A comparative dissection of power consciousness across civilizations.
This is not about East vs. West.
It’s about lucidity vs. denial.
The word power makes people uncomfortable in the West.
It sounds authoritarian. Corrupt. Dirty.
But in many Asian cultures, power is... studied, codified and practiced!
This cultural gap creates blind spots that cost us influence, relevance, and resilience.
In the East, power is a tool.
Across the East, the study of power is a legitimate intellectual tradition.
If you study the great civilizational texts of Asia, you’ll find one recurring theme:
Power is not evil. It is real. It is everywhere. Learn to use it.
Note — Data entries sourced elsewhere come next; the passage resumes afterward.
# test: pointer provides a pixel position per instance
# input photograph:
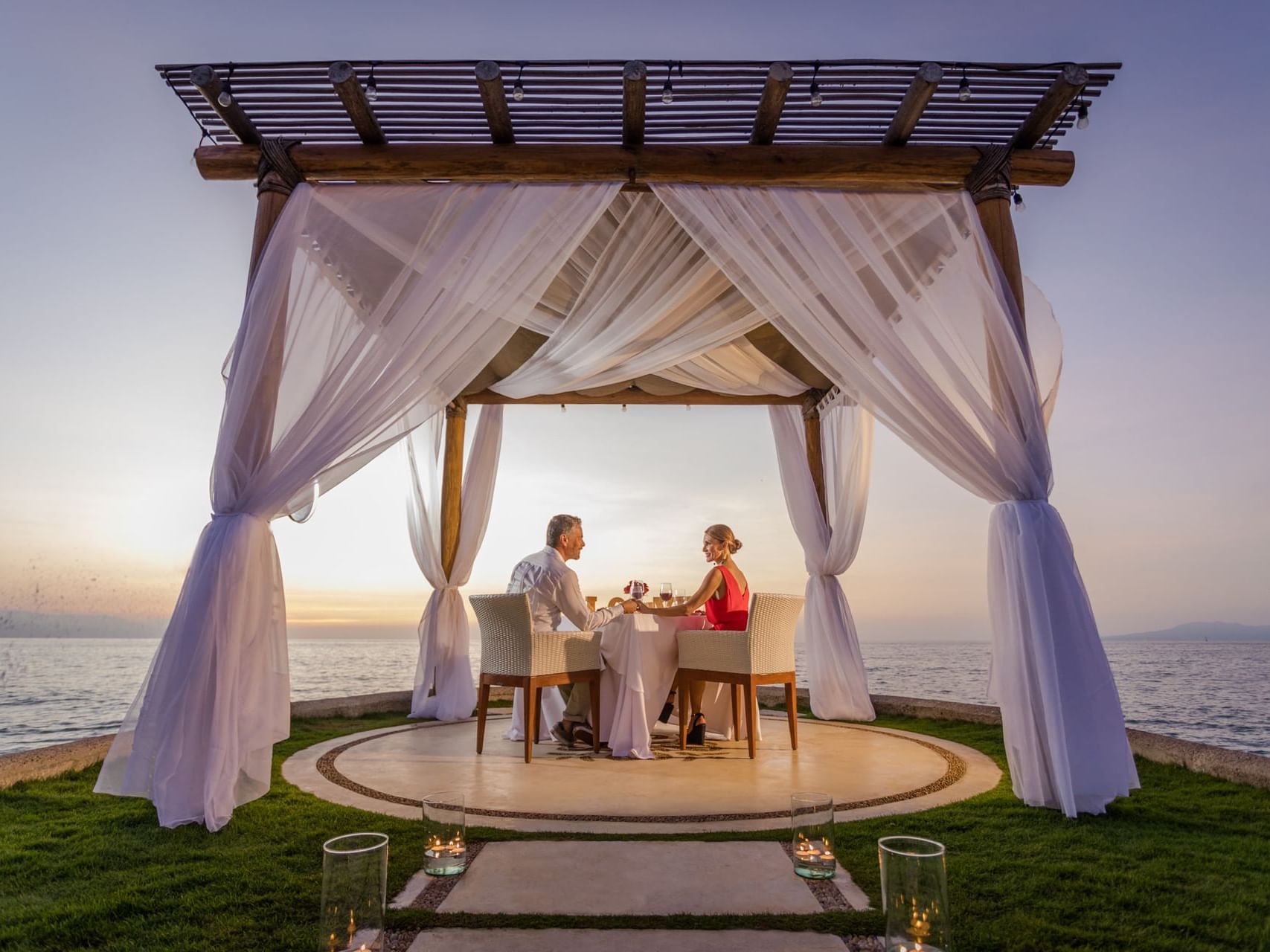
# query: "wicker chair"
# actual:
(515, 655)
(763, 654)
In China, The Art of War, The I Ching, and The 36 Stratagems are not obscure relics. They’re studied by leaders, CEOs, and military officers alike. Even tech founders refer to “winning without fighting.” Strategy IS WISDOM.
In India, the Arthashastra doesn’t sugarcoat anything. It teaches when to use fear, flattery, division, assassination, and diplomacy... depending on the CONTEXT. Kautilya was the Machiavelli of the East, a millennium earlier.
In Japan, power flows through kata. Ritualized patterns. And through tatemae and honne (public vs. private truth). Influence is silent, indirect, embedded in form. The samurai code teaches hierarchy not as oppression, but as order.
You see, power is not a dirty word. It’s a discipline.
And if you don’t master it, someone else will.
The problem with the West (particularly true for Europe), is that it wears a moral mask
The West tells a different story: one that sounds noble but disarms you.